Elizabeth Anderson is an Arthur F. Thurnau Professor and the Max Shaye Professor of Public Philosophy and John Dewey Distinguished University Professor in the University of Michigan’s College of Literature, Science, and the Arts. She is a professor of law through a courtesy appointment at the University of Michigan Law School.

Anderson specializes in moral, social, and political philosophy; feminist theory; social epistemology; and the philosophy of economics and the social sciences.

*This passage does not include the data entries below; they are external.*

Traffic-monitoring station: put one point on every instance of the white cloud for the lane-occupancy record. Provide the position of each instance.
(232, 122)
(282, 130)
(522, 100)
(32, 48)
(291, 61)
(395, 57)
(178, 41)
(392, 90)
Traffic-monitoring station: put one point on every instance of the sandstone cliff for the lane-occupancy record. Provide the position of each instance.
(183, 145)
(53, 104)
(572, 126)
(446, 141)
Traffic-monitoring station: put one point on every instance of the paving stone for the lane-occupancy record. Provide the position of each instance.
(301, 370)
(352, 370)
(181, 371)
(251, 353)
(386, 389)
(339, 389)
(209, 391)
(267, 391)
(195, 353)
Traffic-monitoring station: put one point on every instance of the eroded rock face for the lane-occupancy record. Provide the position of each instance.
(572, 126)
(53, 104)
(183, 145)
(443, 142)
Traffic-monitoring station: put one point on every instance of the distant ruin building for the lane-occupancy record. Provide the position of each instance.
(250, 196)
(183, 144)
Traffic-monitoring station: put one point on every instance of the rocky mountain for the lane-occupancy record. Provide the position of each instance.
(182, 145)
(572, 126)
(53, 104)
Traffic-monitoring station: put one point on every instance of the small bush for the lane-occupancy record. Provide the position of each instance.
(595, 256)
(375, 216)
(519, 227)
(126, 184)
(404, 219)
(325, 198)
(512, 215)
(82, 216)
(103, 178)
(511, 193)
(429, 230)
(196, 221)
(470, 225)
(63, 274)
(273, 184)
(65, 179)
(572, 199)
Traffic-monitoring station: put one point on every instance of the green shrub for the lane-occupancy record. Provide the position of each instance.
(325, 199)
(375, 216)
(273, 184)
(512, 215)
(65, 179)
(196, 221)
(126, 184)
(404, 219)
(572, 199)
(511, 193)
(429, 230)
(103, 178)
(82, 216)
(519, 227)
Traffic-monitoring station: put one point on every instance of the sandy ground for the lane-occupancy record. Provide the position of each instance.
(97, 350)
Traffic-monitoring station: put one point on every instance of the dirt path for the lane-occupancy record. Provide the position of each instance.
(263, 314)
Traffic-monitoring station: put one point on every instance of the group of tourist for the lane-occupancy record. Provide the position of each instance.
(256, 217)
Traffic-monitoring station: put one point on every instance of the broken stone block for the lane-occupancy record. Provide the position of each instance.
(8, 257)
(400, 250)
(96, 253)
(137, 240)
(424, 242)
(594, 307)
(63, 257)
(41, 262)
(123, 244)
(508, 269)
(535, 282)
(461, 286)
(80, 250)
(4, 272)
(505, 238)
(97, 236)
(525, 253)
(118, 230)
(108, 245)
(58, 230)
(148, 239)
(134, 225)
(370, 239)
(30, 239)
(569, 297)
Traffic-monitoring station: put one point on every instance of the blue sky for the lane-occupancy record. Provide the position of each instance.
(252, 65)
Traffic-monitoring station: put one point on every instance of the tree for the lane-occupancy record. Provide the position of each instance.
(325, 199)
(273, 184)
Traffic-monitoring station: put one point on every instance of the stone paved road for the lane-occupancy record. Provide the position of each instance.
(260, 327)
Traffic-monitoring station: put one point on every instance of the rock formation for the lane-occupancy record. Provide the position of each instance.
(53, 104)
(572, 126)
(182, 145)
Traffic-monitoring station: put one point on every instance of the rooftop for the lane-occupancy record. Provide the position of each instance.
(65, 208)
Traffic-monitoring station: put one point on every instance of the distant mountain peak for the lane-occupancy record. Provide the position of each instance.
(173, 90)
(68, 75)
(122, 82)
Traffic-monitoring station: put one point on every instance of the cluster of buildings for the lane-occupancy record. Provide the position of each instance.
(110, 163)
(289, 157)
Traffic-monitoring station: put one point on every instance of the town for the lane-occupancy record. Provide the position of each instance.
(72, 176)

She is particularly interested in exploring the interactions of social science with moral and political theory; how we learn to improve our value judgments; the epistemic functions of emotions and democratic deliberation; and issues of race, gender, and equality. 

She is the author of Value in Ethics and Economics (Harvard University Press, 1995), The Imperative of Integration (Princeton University Press, 2013), Private Government: How Employers Rule Our Lives (and Why We Don’t Talk about It) (Princeton University Press, 2017), and Hijacked: How Neoliberalism Turned the Work Ethic against Workers and How Workers Can Take It Back (Cambridge University Press, 2023). 

Anderson has written numerous articles on value theory; the ethical limitations of markets, facts, and values in social scientific research; feminist and social epistemology; racial integration and affirmative action; rational choice and social norms; democratic theory; egalitarianism; and the history of ethics. She is currently working on the history of egalitarianism.

A MacArthur Fellow, a Fellow of the American Academy of Arts and Sciences, and a Fellow of the British Academy, she designed and was the first director of the Program in Philosophy, Politics, and Economics at the University of Michigan.